I knew the poison that filled my heart would slowly seep out and kill me. I could not bear the agony; I knew it would be worse than the lung rot that would inevitably take my life in God’s good time. I had to find another way to unloose the venom, to ease the agony. When I finally slept, my dreams were filled with deadly nightshade, lacy florets of hemlock, yellow flowered henbane, screaming man-shaped mandrake roots, speckled spires of foxglove, and dangerous beautiful spikes of deep purple-blue wolfsbane. Thus were the first seeds of my poison garden planted.

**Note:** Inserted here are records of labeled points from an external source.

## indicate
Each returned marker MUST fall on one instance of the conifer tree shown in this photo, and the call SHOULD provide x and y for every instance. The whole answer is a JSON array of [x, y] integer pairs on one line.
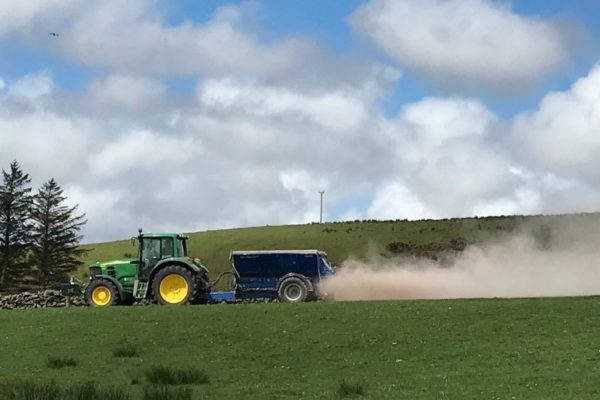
[[15, 226], [56, 235]]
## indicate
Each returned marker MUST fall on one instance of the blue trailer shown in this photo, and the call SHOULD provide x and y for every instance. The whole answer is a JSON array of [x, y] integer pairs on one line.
[[287, 275]]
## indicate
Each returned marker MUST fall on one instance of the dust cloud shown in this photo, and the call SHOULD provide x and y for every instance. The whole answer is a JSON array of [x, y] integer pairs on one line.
[[517, 267]]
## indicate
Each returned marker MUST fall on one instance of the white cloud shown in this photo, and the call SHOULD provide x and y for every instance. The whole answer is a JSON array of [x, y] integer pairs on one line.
[[127, 91], [134, 37], [341, 110], [32, 86], [464, 42], [563, 134], [395, 200], [141, 150]]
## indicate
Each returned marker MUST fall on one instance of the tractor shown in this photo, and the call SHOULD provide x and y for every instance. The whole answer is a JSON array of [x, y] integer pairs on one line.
[[162, 272]]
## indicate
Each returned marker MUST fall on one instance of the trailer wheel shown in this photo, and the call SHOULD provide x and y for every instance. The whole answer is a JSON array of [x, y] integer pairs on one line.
[[292, 290], [173, 285], [101, 293]]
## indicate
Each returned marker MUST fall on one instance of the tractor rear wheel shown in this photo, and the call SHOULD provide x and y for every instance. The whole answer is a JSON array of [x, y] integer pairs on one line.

With the dawn I rose from my bed and went out to rend and rip the churchyard to lay the soil bare for the baneful roots I would soon bring.
 
Thomas is at court now, where I am no longer welcome. My black eyes burn with fierce, undisguised hate whenever they light upon our sovereign lord, King Henry VIII. Unrelenting and unflinching, they make His Majesty supremely uncomfortable and remind him of a pair of bewitching black eyes that once flashed like vivacious black lightning. So I am excused, to retire from court, to Hever Castle in Kent or Blickling Hall in Norfolk, whichever I will, for the sake of my health, to reap the benefits of the country quietude and clean, fresh air, though we all know nothing cures the lung rot. But, go I must, for it is not meet to make the sovereign squirm and prick his conscience to see if it will bleed ruby red guilt. God’s will be done in heaven, but not apparently in England.